2.6. Construction and Confirmation of K. pneumonia Containing Mutant glnA
The mutant K. pneumonia (glnA, coding glutamine synthetase) was constructed by homologous recombination, as previously published [16]. Amplification by PCR and then detection by DNA agarose gel electrophoresis, as well as an examination of the expression of K. pneumonia-glnA, were performed to confirm the successful construction.

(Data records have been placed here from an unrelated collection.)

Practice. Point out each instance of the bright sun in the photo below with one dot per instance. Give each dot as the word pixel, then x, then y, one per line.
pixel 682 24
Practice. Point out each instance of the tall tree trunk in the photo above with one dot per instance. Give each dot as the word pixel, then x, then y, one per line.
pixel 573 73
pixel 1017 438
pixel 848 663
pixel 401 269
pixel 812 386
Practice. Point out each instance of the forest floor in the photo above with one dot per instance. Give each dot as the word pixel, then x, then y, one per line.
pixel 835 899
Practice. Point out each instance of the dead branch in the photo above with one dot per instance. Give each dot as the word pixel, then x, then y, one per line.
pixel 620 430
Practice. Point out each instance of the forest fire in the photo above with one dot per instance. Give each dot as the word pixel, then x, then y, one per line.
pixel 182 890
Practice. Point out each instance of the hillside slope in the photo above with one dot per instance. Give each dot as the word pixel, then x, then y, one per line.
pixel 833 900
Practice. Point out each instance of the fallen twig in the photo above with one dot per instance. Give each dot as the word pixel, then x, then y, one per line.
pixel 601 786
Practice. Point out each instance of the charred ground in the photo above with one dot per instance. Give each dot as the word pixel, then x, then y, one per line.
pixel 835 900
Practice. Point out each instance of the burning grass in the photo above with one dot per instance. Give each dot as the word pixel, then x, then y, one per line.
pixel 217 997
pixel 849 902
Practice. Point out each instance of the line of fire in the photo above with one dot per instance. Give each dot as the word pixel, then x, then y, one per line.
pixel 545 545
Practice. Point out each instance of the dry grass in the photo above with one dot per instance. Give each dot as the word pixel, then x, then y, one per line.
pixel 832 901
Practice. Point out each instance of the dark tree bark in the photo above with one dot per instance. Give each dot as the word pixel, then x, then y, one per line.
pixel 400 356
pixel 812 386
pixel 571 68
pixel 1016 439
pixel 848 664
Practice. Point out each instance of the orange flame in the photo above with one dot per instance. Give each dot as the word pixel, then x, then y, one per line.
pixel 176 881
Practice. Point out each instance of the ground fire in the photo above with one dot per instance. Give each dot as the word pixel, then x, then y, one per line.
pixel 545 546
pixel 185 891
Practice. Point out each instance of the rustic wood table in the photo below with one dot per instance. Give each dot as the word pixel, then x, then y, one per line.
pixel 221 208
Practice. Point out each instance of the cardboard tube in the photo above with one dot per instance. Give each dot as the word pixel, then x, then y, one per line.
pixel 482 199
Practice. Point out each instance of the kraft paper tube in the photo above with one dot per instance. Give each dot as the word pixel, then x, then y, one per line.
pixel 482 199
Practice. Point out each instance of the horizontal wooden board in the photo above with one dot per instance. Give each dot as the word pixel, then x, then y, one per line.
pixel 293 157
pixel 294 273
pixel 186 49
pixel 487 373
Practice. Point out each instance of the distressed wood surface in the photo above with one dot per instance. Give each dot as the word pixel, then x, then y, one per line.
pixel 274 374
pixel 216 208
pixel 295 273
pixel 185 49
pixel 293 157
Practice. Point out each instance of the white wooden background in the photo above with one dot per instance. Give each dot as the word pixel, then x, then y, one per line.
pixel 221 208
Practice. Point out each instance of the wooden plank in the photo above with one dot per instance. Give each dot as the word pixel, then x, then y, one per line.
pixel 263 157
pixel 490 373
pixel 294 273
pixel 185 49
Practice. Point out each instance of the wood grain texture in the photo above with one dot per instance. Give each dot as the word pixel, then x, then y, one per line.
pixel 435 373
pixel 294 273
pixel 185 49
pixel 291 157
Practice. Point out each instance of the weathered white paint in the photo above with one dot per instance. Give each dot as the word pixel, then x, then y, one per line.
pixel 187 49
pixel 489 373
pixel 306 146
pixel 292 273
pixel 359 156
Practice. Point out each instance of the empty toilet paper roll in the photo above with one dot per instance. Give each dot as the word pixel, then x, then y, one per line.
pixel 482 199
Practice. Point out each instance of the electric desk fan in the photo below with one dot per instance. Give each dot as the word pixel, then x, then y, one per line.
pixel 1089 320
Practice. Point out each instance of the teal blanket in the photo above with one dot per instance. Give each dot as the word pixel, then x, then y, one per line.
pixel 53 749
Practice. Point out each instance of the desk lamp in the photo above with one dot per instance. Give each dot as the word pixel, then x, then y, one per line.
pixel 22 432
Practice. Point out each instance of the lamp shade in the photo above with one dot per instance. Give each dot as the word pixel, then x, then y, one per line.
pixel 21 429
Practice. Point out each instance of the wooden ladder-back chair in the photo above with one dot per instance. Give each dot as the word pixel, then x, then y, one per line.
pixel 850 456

2.7. Intestinal Colonization with K. pneumonia In Vivo
All C57BL/KaLwRij mice were treated with an antibiotic cocktail (ABX) in the drinking water for one week, as previously reported [19]. Then, mice were given oral gavage of 2 × 108 K. pneumonia (BNCC 102997 = ATCC 10031) or vehicle (PBS). The K. pneumonia was purchased from Beijing BeiNa Biotechnology Institute and cultured in nutrient broth (Product ID: 022010, Guangdong HuanKai Microbial Co., Ltd., Guangzhou, China) at 37 °C and 220 rpm for 16 h. After 1 week of gavage, mice were challenged with 5TGM1-Luc cells. After that, the gavage was conducted every 2 days until the endpoint to maintain the colonized state. Feces and serum were collected every two weeks. The 16S ribosomal DNA qPCR was performed to confirm the successful intestinal colonization of K. pneumonia. At the experimental endpoints, mice were sacrificed for cecal contents and lung specimen harvest. For the assessment of lung inflammation, inflammatory infiltration by H&E staining, total lung histopathology scores, and expressions of typical inflammatory factors in lung tissue were detected.
2.8. Immunohistochemistry
Immunohistochemistry was performed on 3 μm sections obtained from formalin-fixed paraffin-embedded lung tissues. The process was carried out as previously described [16]. The tissue sections were incubated with primary antibodies of TNF-α (1:2000 final dilution) and α-SMA (1:500 final dilution). The stained sections were evaluated using PerkinElmer Quantitative Pathology Imaging System and the inForm software (PerkinElmer, Inc., Waltham, MA, USA) for segmentation and quantification of TNF-α+/α-SMA+ cells.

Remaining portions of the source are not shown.